Já quando questionado sobre o que dirá a História sobre a forma como o mundo lidou com a tragédia vivida na Faixa de Gaza, José Gil acredita que não será dito nada de agradável.
"Se olharmos para a História como tendo um fim escatológico perfeito, com os deuses a julgar a nossa História, então julgar-nos-ão muito mal pelo que fizemos", defende, admitindo, por outro lado, que os povos são igualmente "vítimas" do contexto da guerra.
Ainda em matéria de deuses, Azeredo Lopes, professor da faculdade de Direito da Universidade Católica do Porto, confessa-se igualmente descrente na eficácia do plano de Trump para construir a paz sobre os escombros de Gaza e a memória das vítimas de 7 de outubro.
O "receio" prende-se com aquilo que acontecerá após a libertação de todos os reféns — que, ressalva, deve acontecer: o professor explica temer que Israel "encontre imediatamente um qualquer pretexto para continuar a sua campanha militar, dizendo que o Hamas não respeitou isto ou aquilo". E, por sua vez, que o Hamas invoque igualmente de forma sistemática que o Governo israelita "incumpre" o plano e o acuse de atuar "de má fé".
Nota, contudo, que Benjamin Netanyahu já "sente" que os EUA começam "a ficar fartos" e refere uma sondagem do Wahsington Post, que dá conta de que 38% dos judeus norte-americanos consideram que Israel está a cometer um genocídio, para argumentar que este estado de coisas é algo que o primeiro-ministro israelita "não aguenta".
E, completa, se há coisa que Netanyahu não é — ainda que cada um "possa pensar dele o que quiser" — "é mau político". Já entendeu por isso que está "a passar o rubicão" e deve agira com "cuidado", porque se "arrisca" a ficar, de repente, "dramaticamente isolado". Sobretudo numa altura em que os Estados europeus já se sentem "obrigados" a, pelo menos, "não calar totalmente um juízo de censura que parece óbvio".
"Agora, se isto permite ou não respeitar o direito de autodeterminação do povo palestiniano, se isto vai permitir ou não garantir uma paz duradoura, não sou tão otimista quanto a isso", declara.

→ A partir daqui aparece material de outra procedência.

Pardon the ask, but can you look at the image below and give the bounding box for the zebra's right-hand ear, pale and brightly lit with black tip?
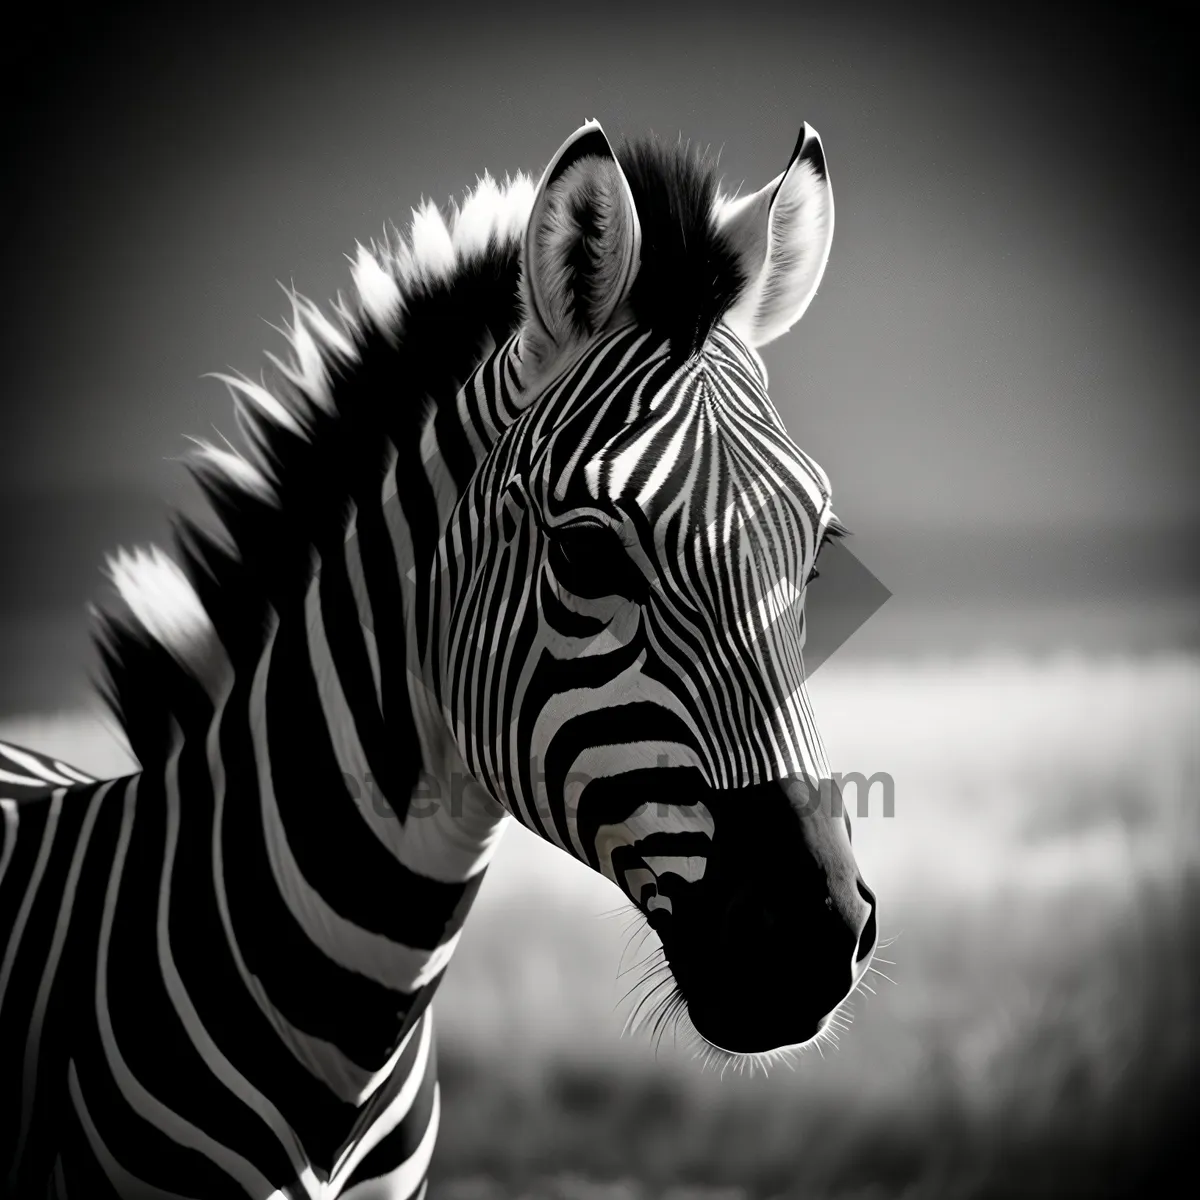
[718,122,833,346]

Israel iniciou em 16 de setembro uma grande ofensiva terrestre contra a cidade de Gaza, justificando-a para eliminar o último bastião do Hamas, autor do ataque que vitimou cerca de 1200 pessoas em Israel, a 7 de outubro de 2023.
A invasão militar hebraica levou à deslocação forçada para o sul da Faixa de Gaza de mais de um milhão de pessoas e resultou em dezenas de mortos diariamente naquela cidade, muitos deles civis, num conflito que já matou mais de 66 mil palestinianos, incluindo mulheres e crianças, de acordo com os números do Hamas.